Member of the Massachusetts House of Representatives from the 1st Hampshire district
- In office April, 2002 – February 22, 2018
- Preceded by: William P. Nagle Jr.
- Succeeded by: Lindsay N. Sabadosa

Personal details
- Born: September 18, 1956 Northampton, Massachusetts
- Died: February 22, 2018 (aged 61) Northampton, Massachusetts
- Party: Democratic
- Spouse: Shauneen Kocot
- Alma mater: Brown University
- Occupation: Legislator

= Peter Kocot =

American politician (1956–2018)

Peter Vincent Kocot (September 18, 1956 – February 22, 2018) was an American politician who was representative to the state legislature of Massachusetts from April 2002 until his death in February 2018. A member of the Democratic Party, he represented the First Hampshire district, which includes Montgomery, Hatfield, Southampton, Westhampton, and Northampton. His positions included support of gay marriage and opposition to education spending cuts.
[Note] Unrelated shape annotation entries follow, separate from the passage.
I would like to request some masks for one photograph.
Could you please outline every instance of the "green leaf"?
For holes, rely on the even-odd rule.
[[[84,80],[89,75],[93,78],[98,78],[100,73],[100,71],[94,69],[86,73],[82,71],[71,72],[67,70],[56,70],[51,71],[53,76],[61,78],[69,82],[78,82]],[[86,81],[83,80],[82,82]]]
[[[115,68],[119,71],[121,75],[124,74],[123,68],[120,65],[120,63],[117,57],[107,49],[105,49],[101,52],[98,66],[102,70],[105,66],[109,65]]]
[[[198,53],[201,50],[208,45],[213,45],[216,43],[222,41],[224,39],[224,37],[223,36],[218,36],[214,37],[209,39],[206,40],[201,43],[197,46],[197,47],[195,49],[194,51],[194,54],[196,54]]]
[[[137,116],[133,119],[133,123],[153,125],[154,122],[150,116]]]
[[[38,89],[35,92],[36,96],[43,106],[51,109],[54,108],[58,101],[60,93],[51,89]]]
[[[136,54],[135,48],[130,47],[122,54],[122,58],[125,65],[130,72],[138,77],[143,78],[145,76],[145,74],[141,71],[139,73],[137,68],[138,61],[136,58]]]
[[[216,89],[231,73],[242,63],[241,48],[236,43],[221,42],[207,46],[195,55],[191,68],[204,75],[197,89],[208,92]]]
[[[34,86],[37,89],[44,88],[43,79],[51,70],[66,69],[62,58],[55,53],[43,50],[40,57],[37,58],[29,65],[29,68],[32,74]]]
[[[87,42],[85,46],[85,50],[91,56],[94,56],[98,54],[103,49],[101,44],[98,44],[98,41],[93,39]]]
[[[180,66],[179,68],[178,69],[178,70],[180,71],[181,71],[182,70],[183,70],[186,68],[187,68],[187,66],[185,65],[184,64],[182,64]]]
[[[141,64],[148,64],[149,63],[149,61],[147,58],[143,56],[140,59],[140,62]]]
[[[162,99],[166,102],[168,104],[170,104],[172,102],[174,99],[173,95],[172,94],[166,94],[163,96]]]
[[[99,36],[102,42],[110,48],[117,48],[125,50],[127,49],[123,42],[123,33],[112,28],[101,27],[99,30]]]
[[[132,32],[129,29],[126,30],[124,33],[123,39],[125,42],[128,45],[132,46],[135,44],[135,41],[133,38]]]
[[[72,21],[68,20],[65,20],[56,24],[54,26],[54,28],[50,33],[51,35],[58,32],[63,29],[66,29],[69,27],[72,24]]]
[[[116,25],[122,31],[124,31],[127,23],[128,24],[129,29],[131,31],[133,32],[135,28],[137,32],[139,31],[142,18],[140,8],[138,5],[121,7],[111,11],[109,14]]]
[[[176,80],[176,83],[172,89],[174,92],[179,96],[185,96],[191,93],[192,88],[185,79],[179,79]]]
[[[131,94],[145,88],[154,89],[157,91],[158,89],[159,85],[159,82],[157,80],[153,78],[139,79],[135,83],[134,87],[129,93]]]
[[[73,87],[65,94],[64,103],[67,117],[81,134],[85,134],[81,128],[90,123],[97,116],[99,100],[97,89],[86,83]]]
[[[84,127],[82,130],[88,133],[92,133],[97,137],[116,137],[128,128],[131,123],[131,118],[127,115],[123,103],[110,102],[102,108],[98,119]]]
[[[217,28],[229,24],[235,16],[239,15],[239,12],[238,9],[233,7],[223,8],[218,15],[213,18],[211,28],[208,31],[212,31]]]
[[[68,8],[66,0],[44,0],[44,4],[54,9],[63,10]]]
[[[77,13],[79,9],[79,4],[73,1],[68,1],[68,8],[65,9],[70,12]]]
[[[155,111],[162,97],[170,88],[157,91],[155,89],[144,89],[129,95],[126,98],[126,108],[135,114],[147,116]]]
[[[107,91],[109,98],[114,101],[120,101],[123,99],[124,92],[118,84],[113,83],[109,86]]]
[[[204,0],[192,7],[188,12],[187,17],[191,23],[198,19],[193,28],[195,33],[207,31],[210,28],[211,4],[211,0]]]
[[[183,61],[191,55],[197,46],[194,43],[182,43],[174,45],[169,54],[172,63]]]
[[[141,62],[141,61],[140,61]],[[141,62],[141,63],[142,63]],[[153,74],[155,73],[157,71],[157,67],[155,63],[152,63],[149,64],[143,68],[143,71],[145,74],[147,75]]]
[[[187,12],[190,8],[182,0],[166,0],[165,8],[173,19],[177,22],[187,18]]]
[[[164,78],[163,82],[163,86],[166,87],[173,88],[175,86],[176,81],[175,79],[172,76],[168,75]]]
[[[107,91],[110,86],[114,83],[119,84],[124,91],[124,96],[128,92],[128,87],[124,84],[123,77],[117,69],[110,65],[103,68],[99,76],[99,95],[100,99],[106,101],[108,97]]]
Kocot easily won re-election in 2006; his Republican opponent, Western New England College Economics professor John Andrulis (whom Kocot also faced in 2002 and 2004), polled at 18 percent.

In the state legislature, Kocot was the chairman of the Joint Committee on State Administration and Regulatory Oversight and a member of the House Committee on Ethics.

==Biography==
Kocot was one of five children (Paul, Joseph, Mary, and Kathy) born to Dorothy and Edward Kocot on September 18, 1956. He was born in Northampton, Massachusetts, but raised in Florence, Massachusetts.

==Personal life and death==
Kocot had two sons, Jake and Luke, with his wife of 29 years, Shauneen (née O'Donnell).

Kocot died on February 21, 2018, after a brief illness, at the age of 61.